Casino operator Las Vegas Sands took a tumble in its Q1 earnings report, dragged down by Macau’s inability to reverse its 22-month long decline.
For the three months ending March 31, Sands’ revenue fell 9.2% to $2.72b, while earnings were off 12.7% to $917.6m and net income plunged 37.5% to $320.2m. The decline was pinned on general Macau sluggishness, VIPs getting lucky in Singapore and $35.8m in unfavorable currency fluctuations.
Sands China remains firmly stuck in reverse gear, with revenue down 7.9% to $1.63b, earnings down 2.5% to $518m and profit falling 9.6% to $311.6m.
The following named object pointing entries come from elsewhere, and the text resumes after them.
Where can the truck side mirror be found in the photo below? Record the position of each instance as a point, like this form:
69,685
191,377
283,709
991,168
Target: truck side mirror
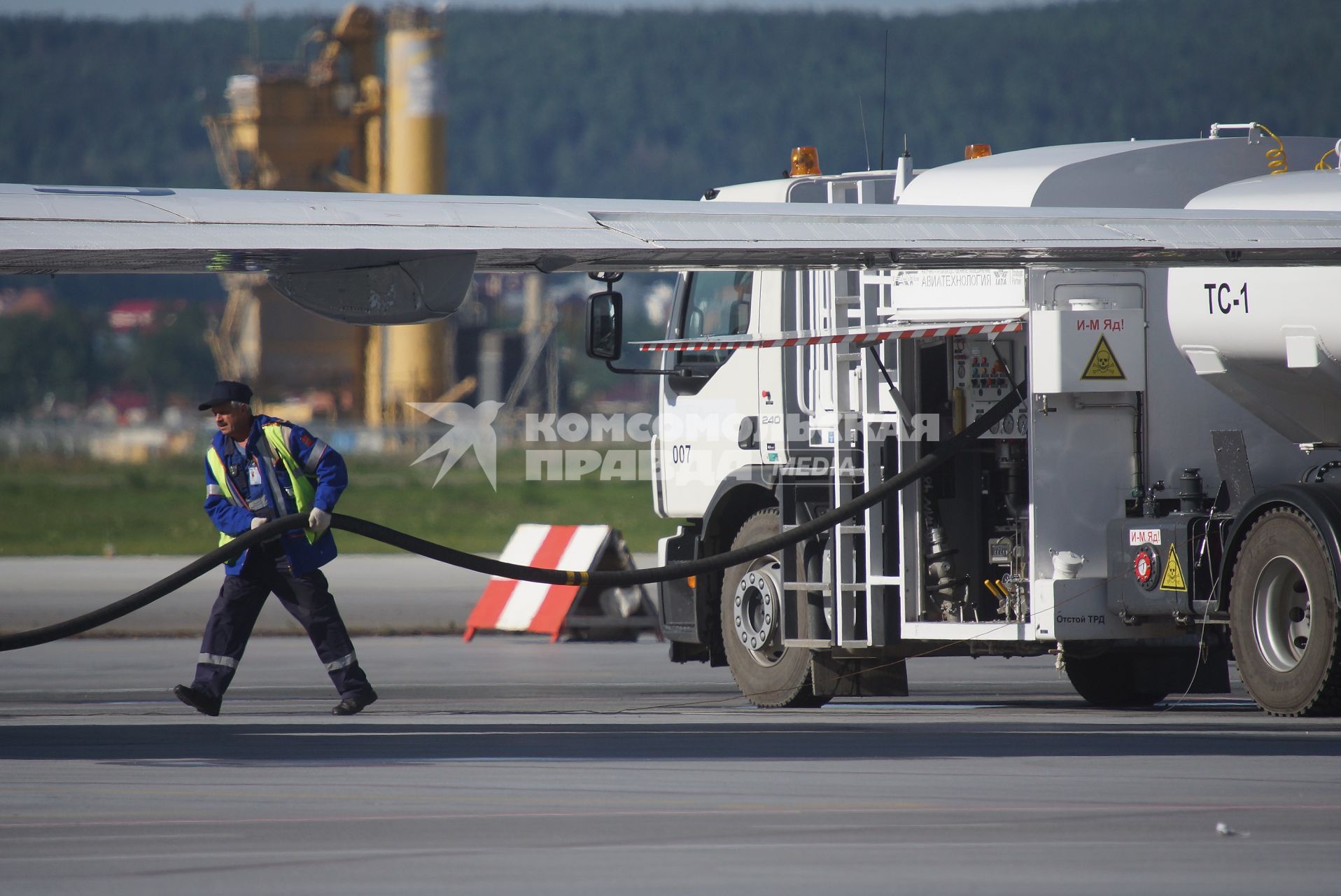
605,326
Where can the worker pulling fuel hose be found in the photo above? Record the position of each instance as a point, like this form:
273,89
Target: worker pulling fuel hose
615,578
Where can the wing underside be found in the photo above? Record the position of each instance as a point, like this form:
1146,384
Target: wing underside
395,259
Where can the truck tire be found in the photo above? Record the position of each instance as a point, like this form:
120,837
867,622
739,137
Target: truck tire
766,672
1111,680
1284,617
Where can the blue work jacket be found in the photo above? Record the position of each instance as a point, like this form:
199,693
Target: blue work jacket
255,475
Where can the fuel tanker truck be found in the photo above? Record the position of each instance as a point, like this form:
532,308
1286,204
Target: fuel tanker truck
1160,496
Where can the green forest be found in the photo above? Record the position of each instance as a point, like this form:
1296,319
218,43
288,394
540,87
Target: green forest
666,105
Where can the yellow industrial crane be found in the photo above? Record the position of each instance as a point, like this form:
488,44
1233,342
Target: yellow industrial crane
322,124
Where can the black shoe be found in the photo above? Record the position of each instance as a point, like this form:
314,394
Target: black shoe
354,702
199,701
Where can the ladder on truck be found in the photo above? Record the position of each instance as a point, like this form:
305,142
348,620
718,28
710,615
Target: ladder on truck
856,412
In keeping with market trends, VIP turnover was down across the board at all four Macau properties, although the Venetian Macao’s VIP turnover was down only 3.4%, far better than the double-digit declines at the other three properties, led by Sands Cotai Central’s near 41% turnover decline.
Sands China prides itself on being Macau’s mass market leader, but mass table drop experienced double-digit declines at three casinos. The Four Seasons was the lone outlier, as the property’s mass table drop improved by 31%, although the total sum wagered was still the smallest by far of the company’s four Macau casinos.
Macau hotel occupancy was also down across the board, falling to below 78% at the Venetian despite the average daily rate falling 16.3% from Q1 2015.
Marina Bay Sands in Singapore reported overall revenue down 23%, while gaming revenue was off 28.3%. The property’s VIP tables reported an abysmal 1.43% VIP win rate, well below the theoretical norm and less than half the 3.41% recorded in the same quarter last year. But mass market win-per-day averaged $4.8m – a new property record in local currency terms – while hotel occupancy rose 3.1 points to 97.9%.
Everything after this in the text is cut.